Kafamız Leyla ile Mecnun’sa
KUMANDA BİLE O SESİ, GÖRÜNTÜYÜ GETİREMİYOR
Eleştirene, iki çift sözü olduğunda söyleyebilene kapıyı göstermek özellikle medyada en kolay iş haline geldi. Gazetecisi, haber spikeri, köşe yazarı, yayın yönetmeni, dizi oyuncusu demeden televizyon ve gazetelerde ses kalmadı. Nihayetinde Roboski, Reyhanlı ve Gezi’de cinayetler yaşanırken sadece ses değil görüntü de yoktu. Kumanda marifetiyle çözülemiyordu. İşte o sessizlik L&M gibi naif bir sese bile “Siz o parktaki bir karede olmayacaktınız, sokakları ısıtanlar arasına katılmayacaktınız” dedi. Barışçıl bir eylemi 5 gencin kanına bulayanlar diziyi de böylece gözden çıkarıverdi. TRT dizilerinden bir diğer operasyonda “Bir Yastıkta”ya geldi. Dizi kaldırılmadı, başrol oyuncusu Özge Borak’ın ifadesiyle “Oyuncular şutlandı”.
SEVDALILAR BENİ ANLAR!
İtiraf edeyim hemen, ben de bir Leyla ile Mecnun fenomeniyim. İlk sezonu yaz tatilinde izleyip keşfettiğim dizi için ev arkadaşlarıma heyecanla söylediğim “Bu dizinin senaristiyle röportaj yapmalıyım. Acayip bir kafa bu” oldu. Yaptım da, iyi ki! Sonrasında salepli, mandalinalı Pazartesi akşamlarında evlerde toplaştığımız Leyla ile Mecnun seansları. “Altı üstü bir dizi canım, bu kadar anlam yüklenir mi” diyenlere L&M’nin unutulmaz Ferdi Tayfur şarkılarından “Sevdalılar Beni Anlar” gelsin. Hani ülkemiz elitlerinin Orhan Gencebay’a kadar gelebildiği arabesk müziğin daha derindeki sesi Ferdi Tayfur’a kadar ilerlemesine bile vesile oldu.
DÖVMEDİ, SÖVMEDİ AMA...
“Adına aldanıp bayık bir aşk hikayesi anlatıyor sanma. Bir izle çok güleceksin. Bir kere her şeyle dalga geçiyorlar” diye izlememişlere propagandasını yaptığım dizi sahiden ne güzel dalgasını geçti. RTÜK’ün ekranları zaprurapt altına alan yerli yersiz uygulamaları kavun kokulu bir sakızın dumanının üflendiğini hayal ettirdi, bir mahalle bakkalının TRT payından şikayetçi olmayı göze alıp bürokrasiyle sınavını gösterdi, ölümle kafa bulup, savaş tam tamlarını madara etti, erkekliğe mutfak önlüğü giydirip babayla anne arasındaki cinsiyet makasını kapattı, erikle-üzümle kafa yaptı, vatandaşıyla dalga geçen taklacı bakanı da tiye aldı... Dövmedi, sövmedi ama ne güzel hicvetti. Aşıklığımızın getirdiği aptal hallerimize de, yaralarımıza da güldürdü be yaralarımıza da.
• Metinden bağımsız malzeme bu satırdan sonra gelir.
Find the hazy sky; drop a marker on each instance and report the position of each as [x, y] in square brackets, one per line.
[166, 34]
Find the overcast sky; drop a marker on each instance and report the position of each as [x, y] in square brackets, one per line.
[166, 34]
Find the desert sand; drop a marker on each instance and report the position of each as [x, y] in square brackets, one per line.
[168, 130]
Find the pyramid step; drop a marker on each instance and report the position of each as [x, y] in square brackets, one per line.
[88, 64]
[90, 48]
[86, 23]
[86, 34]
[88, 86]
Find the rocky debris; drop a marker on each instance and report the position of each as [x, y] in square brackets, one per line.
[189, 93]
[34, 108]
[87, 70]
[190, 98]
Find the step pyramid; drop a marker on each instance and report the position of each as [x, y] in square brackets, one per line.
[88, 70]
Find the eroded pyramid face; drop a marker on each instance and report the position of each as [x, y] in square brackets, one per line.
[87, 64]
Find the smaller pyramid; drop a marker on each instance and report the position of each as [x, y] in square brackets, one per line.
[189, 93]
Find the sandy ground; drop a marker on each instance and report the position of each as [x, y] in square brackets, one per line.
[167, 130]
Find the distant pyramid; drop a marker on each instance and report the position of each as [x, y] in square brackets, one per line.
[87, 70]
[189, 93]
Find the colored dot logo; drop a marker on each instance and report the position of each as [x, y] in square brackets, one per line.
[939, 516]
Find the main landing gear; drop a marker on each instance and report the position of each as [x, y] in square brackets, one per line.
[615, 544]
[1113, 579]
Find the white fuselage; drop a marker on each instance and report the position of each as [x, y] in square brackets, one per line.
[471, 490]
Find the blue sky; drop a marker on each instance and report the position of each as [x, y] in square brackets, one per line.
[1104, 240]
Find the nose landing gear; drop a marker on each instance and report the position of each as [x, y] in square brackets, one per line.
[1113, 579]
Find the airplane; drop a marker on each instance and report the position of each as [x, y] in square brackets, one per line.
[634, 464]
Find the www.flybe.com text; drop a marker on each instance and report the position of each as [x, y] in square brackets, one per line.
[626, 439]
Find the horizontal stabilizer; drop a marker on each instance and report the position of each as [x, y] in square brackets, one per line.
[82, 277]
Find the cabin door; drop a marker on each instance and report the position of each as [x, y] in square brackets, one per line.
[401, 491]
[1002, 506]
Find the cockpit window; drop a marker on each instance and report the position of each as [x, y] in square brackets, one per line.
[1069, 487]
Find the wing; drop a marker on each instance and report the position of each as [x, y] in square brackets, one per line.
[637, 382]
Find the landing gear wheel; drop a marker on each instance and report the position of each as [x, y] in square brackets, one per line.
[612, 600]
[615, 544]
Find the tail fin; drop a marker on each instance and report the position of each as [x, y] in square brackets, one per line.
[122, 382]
BURNUMUZUN DİREĞİNİ SIZLATAN MAHALLE KOKUSU
Turgut Uyar şiiri ezber ettirdi, Sait Faik okuyan bir hırsızı dost bildirdi belki, İsmail abi “Yol, yemek, sigorta” diye emekçinin evrensel talebini hiç iş aramamışlara bile öğretti, belki de en çok mahalleyi koklattı burnumuza, biraz direğini sızlatarak. Oralardaki dostlukları, delikanlıları, hesapsız-kitapsız aşıkları, teklifsiz girilen evleri, önünde iki çay söylenen dükkanları, kimsenin zengin olmadığı ama üç kuruşla tüten ocakların kimseyi de aç yatırmadığı mahalleri. İyi geliyor bunlar insana.
YALAN DA OLSA MUTLU AŞK
Aksakallı dedenin, “Herkesin bir yara izi vardır kimseye dokundurtmayacak kadar güzel olan” dediği Mecnun bir ameliyat izinin altındaki sevdiğinin kalbini dinledi, Yavuz Hırsız kör sevgilisine hiç görmediği denizleri, ağaçları, çiçekleri anlattı, Oğuz Atay’ın Tehlikeli Oyunları’nı okurken kelimelerin gelmediği bazı anlamların peşindeydik, İsmail abi sadece ceketini alıp giden Şekerpare’ye el salladı günlerce sahilden, İskender baba onu terkeden hayat arkadaşının yerine yedi düveli aldı da koynuna içi soğumadı. Velhasıl bu aşk hikayeleri yalan da olsa mutluyduk.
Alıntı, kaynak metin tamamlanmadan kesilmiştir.